Import of bookmarks from a HTML page

Hi, I want to import a few bookmarks in a DTPO database (they are exported by Pins app as links on an HTML page) and I have a few doubts about the procedure:

  1. The important question: what is the most efficient way to have the job done? The number is not that huge so my plan is/was: import the HTML page in DTPO, open each link in a separate tab in the “three panes” preview tab (⌘-clicking them) and then capture all tabs as PDF in a single step. Problem is, it seems that I have to capture sequentially each tab. Is it possible to perform the desired multiple tabs capture and how?
    An even better solution would be to select some links in the original HTML page (one link on each row) and then run a script that creates a PDF for each link. Has anybody developed something along this line?

  2. I want to visualize the destination group(s) in “as Icon” mode to have a quick visual clue about the site content but it seems that Bookmarks don’t have a thumbnail when visualized in “as Icon” (see screenshot). Is that correct? Not really a showstopper since I can save them as PDF (as in the screenshot) but saving some space would be a plus.

  3. Related to previous point but valid as a general remark on the thumbnails in “as Icon” view: a PDF thaumbnail will disply a whole page of the PDF so if the file is an unpaginated webpage the thumbnail will be a narrow strip practically useless (see screeshot). As for the point 2 above I can save as paginated PDF but in general it would be nice to have thumbnails of this long page PDF created in a sort of “scale to page width” mode.

Thanks in advance for any help!


1 Like

Are you interested in capturing Bookmarks from an HTML page, or capturing the HTML Pages that those bookmarks open? Your first few sentences can be read either way.

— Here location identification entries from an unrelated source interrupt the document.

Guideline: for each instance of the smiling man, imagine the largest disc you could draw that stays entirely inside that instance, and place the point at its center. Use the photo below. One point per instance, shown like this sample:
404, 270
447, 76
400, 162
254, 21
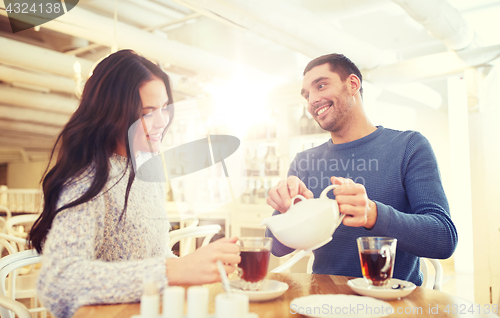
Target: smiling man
390, 182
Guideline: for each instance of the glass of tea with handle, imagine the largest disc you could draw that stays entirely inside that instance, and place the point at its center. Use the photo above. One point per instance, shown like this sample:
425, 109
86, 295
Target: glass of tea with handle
255, 253
377, 256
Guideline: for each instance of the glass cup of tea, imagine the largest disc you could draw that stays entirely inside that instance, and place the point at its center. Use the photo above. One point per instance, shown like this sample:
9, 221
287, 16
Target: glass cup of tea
255, 253
377, 255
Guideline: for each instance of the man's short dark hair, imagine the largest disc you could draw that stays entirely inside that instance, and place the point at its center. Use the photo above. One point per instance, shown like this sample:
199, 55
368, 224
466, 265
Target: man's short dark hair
339, 64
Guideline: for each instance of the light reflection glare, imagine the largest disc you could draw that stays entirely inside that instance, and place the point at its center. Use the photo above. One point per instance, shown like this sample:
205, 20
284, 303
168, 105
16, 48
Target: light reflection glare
240, 103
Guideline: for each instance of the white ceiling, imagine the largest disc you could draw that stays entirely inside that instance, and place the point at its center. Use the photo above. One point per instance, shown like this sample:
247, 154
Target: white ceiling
207, 42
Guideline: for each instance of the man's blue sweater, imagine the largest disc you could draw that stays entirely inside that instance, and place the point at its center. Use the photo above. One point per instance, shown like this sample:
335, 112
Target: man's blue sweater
400, 174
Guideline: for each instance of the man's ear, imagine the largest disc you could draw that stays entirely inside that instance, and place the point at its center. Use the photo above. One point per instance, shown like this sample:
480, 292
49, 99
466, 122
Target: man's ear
353, 84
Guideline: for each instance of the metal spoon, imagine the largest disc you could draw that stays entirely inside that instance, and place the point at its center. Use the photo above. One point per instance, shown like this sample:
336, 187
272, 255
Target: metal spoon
223, 276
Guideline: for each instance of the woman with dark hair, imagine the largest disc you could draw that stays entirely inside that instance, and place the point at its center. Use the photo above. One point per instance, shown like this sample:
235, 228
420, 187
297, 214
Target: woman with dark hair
103, 232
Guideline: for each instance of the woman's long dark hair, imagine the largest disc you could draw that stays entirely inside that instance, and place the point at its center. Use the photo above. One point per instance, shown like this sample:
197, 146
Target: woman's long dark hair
110, 104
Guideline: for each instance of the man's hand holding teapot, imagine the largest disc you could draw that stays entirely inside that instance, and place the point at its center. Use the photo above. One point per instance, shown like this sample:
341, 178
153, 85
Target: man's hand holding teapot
350, 196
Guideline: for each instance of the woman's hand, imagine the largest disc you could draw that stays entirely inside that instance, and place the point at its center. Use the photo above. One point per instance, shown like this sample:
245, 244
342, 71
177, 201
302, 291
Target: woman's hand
200, 267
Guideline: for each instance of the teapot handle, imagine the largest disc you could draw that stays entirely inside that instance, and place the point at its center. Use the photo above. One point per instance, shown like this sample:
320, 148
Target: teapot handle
298, 196
325, 191
323, 196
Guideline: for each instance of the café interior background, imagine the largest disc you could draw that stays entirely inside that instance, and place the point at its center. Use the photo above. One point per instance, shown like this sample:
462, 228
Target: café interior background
428, 65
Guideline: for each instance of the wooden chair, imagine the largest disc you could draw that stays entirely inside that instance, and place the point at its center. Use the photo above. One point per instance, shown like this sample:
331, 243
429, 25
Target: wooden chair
8, 267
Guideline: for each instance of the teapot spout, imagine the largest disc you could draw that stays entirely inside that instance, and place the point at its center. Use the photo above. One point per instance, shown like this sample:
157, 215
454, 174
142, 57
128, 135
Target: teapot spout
265, 222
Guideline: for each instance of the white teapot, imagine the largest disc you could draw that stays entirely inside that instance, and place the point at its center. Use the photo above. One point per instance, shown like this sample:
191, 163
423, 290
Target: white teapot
307, 225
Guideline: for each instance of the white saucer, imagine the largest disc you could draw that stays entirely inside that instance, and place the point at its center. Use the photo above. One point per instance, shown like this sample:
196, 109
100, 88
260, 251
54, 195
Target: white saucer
270, 289
340, 306
360, 286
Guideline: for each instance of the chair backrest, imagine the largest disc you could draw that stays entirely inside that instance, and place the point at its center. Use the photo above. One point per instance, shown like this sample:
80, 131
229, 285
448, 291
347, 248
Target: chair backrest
10, 304
9, 264
206, 231
438, 272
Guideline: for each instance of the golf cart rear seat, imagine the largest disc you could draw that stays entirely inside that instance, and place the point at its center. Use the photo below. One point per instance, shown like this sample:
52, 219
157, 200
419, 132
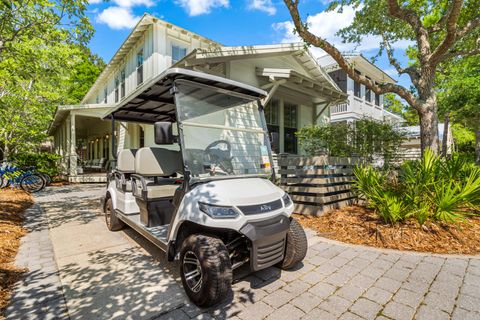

Have you looked at DEVONthink’s contextual menu when an HTML page is previewed in the application? You’ll find several options there. Including adding links to the Download queue, so their destination pages can all be captured in one process.

1 Like

Hi Korm, thanks for the reply and sorry for the confusion.
I want to capture a Bookmark of the destination pages or (preferably) paginated PDF of the page (reason for preference is point 2 of my original post).
I cannot attach a sample file but here’s how it looks when visualised in Three Panes view:

screenshot_69.png
Now, as for your suggestions:

  1. Adding to Download Manager queue: you have to do it link by link; some of them will not download (didn’t investigate if it’s a broken link issue or other reasons) and most important the page will be downloaded as HTML nested in a folder structure (the hierarchy on the server) so collecting them is a huge work.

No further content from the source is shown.